Malgré tout, il semble évident à première vue que se rendre dans ce lieu participe à l’attitude d’un citoyen averti. Aller sur place peut représenter, pour certains, un pèlerinage. Il s’agit de toucher le drame du doigt, sans le vivre pour autant. Le constat fait peur, les touristes s’accumulent et leur nombre ne cesse d’augmenter chaque année. Mais alors que faire ? Pourrait-on laisser Auschwitz-Birkenau dénué de toute fonction aujourd’hui ? Le détruire serait un acte négationniste. Le fermer, reviendrait à laisser dépérir ce témoin et donc abandonner la mémoire de la Shoah.

S’il est vrai que les salles se succèdent bien trop rapidement pour ressentir quelque chose d’intense dans les lieux, que certaines expositions d’objets (milliers d’objets personnels entassés) ressemblent à des reproductions macabres des œuvres accumulatives d’Arman, Auschwitz se donne pour ambition de montrer aux yeux de tous ces bribes de vies des déportés, invisibles à l’extérieur pendant trop longtemps.

 

Ce qui tend à poser problème ne vient pas tellement du lieu devenu – bientôt – l’unique témoin historique, puisqu’il participe véritablement à l’entretien de la mémoire collective ; mais plutôt l’attitude touristique, pas toujours bienveillante. Selfies, photographies absurdes, non-respect des lieux… Nous transformons une place, des cellules, des portes, des chambres à gaz ayant servi aux pires atrocités en photos instagram « #NoFilter ». Une tranchée invisible se creuse entre le drame humain, les photos des corps maigres, des cheveux accumulés et vieillis par le temps avec le touriste frais, doté des armes de son temps, indispensables, casquette et appareil photo, pour survivre à cette journée. On ne peut lui reprocher. Pourtant, le malaise s’installe. Et si c’était ça, le tourisme noir ? Bien plus que de visiter des lieux teintés d’une histoire atroce, avoir une attitude en décalage avec ce lieu inquiète. Mais quelle attitude avoir dans ce cas ?

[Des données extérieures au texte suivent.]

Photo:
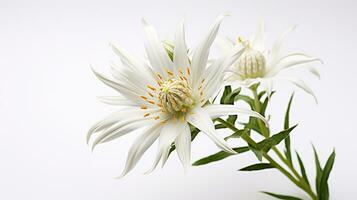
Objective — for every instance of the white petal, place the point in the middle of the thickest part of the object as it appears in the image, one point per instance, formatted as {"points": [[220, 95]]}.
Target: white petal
{"points": [[301, 84], [214, 73], [201, 120], [139, 147], [313, 71], [183, 146], [287, 65], [168, 135], [116, 100], [267, 83], [158, 57], [180, 50], [121, 128], [259, 39], [171, 129], [110, 120], [225, 44], [215, 111], [122, 89], [277, 45], [134, 64], [200, 56]]}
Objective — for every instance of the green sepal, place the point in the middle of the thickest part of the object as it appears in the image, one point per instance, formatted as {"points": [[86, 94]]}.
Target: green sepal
{"points": [[268, 143], [302, 169], [286, 125], [324, 189], [280, 196], [219, 156], [257, 167]]}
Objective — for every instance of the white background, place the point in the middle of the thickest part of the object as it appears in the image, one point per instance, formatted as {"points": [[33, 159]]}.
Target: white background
{"points": [[48, 98]]}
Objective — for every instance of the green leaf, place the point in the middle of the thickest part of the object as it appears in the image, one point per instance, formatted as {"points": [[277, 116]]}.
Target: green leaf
{"points": [[286, 125], [264, 105], [246, 99], [257, 153], [229, 98], [324, 191], [302, 169], [258, 166], [227, 90], [219, 156], [268, 143], [237, 134], [318, 171], [280, 196]]}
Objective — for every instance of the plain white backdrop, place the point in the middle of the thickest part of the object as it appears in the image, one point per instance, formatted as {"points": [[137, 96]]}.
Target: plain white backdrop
{"points": [[48, 98]]}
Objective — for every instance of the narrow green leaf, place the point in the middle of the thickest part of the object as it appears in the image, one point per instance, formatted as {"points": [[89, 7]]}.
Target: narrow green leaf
{"points": [[227, 90], [264, 105], [286, 125], [219, 156], [257, 153], [324, 191], [237, 134], [266, 144], [318, 171], [229, 98], [257, 167], [246, 99], [302, 169], [280, 196]]}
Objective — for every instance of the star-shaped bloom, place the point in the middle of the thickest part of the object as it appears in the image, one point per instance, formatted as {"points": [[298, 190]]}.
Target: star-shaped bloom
{"points": [[259, 64], [165, 96]]}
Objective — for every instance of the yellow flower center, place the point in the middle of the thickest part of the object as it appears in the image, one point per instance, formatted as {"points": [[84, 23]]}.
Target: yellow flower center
{"points": [[175, 96], [251, 64]]}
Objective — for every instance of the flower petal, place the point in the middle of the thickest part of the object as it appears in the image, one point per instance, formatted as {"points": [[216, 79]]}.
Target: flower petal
{"points": [[134, 64], [121, 128], [122, 89], [215, 111], [158, 57], [259, 39], [169, 132], [200, 56], [180, 51], [201, 120], [214, 73], [277, 45], [183, 146], [139, 147], [287, 65], [116, 100]]}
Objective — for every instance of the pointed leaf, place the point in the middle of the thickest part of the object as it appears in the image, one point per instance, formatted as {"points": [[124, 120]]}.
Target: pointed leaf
{"points": [[266, 144], [219, 156], [280, 196], [302, 169], [324, 191], [227, 90], [258, 166], [286, 125], [318, 171]]}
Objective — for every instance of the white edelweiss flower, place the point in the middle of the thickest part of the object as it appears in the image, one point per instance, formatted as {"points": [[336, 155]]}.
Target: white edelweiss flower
{"points": [[259, 64], [163, 97]]}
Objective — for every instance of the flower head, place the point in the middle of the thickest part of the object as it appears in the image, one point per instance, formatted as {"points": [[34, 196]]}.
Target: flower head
{"points": [[259, 64], [163, 97]]}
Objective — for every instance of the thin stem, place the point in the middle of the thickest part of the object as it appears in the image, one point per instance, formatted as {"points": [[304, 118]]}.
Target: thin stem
{"points": [[250, 141], [265, 132]]}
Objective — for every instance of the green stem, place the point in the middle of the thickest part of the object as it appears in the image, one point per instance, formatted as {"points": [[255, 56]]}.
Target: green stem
{"points": [[250, 141], [266, 133]]}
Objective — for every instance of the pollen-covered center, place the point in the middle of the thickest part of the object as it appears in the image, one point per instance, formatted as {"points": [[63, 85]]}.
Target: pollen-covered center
{"points": [[251, 64], [175, 96]]}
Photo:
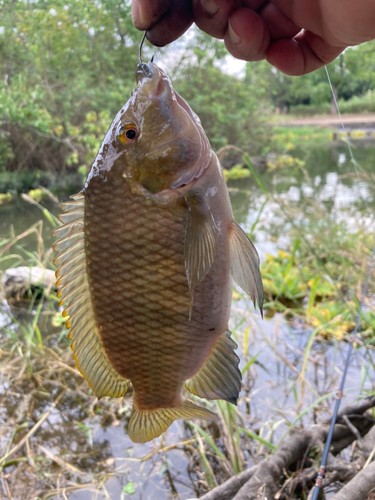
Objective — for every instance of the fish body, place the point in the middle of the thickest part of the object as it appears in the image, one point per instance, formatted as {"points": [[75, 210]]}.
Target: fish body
{"points": [[147, 254]]}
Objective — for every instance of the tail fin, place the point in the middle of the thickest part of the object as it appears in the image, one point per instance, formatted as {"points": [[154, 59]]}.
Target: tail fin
{"points": [[145, 425]]}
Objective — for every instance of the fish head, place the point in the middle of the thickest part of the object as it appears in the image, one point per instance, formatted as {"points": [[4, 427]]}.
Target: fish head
{"points": [[156, 141]]}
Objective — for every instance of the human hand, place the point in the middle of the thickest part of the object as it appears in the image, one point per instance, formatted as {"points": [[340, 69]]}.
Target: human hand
{"points": [[256, 29]]}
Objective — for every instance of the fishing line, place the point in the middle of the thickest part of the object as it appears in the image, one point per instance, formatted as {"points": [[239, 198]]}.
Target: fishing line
{"points": [[319, 479]]}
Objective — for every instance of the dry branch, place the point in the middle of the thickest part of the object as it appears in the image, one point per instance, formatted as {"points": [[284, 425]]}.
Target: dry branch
{"points": [[264, 479]]}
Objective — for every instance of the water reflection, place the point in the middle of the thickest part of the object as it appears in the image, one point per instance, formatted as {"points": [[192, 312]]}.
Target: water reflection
{"points": [[273, 392]]}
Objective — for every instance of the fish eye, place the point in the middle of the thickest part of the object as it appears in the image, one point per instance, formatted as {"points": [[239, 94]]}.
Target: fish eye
{"points": [[127, 133]]}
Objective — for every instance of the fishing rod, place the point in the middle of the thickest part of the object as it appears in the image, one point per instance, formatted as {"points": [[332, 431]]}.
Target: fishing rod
{"points": [[354, 338]]}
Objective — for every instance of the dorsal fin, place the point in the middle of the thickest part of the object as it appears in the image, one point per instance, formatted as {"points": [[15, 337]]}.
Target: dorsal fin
{"points": [[73, 289]]}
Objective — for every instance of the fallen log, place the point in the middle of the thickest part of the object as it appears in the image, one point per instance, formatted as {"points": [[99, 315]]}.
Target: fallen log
{"points": [[264, 480]]}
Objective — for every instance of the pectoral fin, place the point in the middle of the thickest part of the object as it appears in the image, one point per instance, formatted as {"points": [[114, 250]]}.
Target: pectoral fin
{"points": [[73, 289], [145, 425], [200, 243], [219, 378], [245, 265]]}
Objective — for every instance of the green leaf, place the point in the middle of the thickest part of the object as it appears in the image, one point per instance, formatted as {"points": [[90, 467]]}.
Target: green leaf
{"points": [[129, 488]]}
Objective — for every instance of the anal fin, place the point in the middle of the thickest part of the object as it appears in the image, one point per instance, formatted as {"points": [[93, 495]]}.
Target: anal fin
{"points": [[245, 265], [220, 377], [145, 425]]}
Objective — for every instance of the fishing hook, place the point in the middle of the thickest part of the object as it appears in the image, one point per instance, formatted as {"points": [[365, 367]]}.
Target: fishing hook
{"points": [[140, 47]]}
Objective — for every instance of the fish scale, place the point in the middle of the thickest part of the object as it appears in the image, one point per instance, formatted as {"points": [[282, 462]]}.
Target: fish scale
{"points": [[131, 309], [146, 255]]}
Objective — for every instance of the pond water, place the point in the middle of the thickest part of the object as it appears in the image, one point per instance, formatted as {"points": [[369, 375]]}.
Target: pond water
{"points": [[274, 392]]}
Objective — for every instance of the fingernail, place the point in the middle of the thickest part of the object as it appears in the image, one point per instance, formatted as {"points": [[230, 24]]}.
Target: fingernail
{"points": [[209, 6], [234, 37], [137, 15]]}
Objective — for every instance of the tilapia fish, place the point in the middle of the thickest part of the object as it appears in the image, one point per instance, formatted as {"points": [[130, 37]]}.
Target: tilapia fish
{"points": [[147, 253]]}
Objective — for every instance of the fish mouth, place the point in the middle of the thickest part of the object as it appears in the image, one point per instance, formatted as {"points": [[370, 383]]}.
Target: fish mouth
{"points": [[153, 81], [158, 88]]}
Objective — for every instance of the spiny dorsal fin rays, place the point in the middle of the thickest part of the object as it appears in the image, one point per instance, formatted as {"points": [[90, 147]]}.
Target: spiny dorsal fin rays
{"points": [[201, 243], [73, 289], [245, 265]]}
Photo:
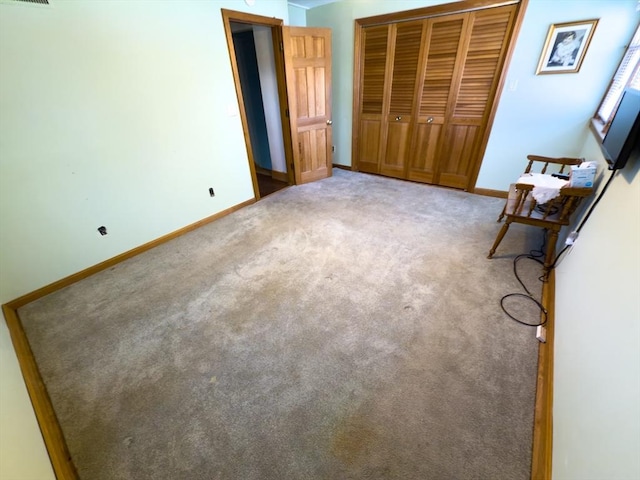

Le travail de mémoire, évoqué plus tôt pourrait alors prendre tout son sens. C’est en ayant appris et compris l’importance du lieu et de l’histoire qu’il raconte que l’on peut tenter d’apprécier sa visite.

Cracovie est ville adorable, colorée où il fait bon vivre. Encore plus durant les JMJ. Que vous décidiez d’aller faire 60km pour une visite Auschwitz Birkenau est propre à chacun. Toutefois n’oublions pas que ce camp est d’abord celui de l’holocauste – d’un crime humain sans précédent- avant d’être un lieu touristique.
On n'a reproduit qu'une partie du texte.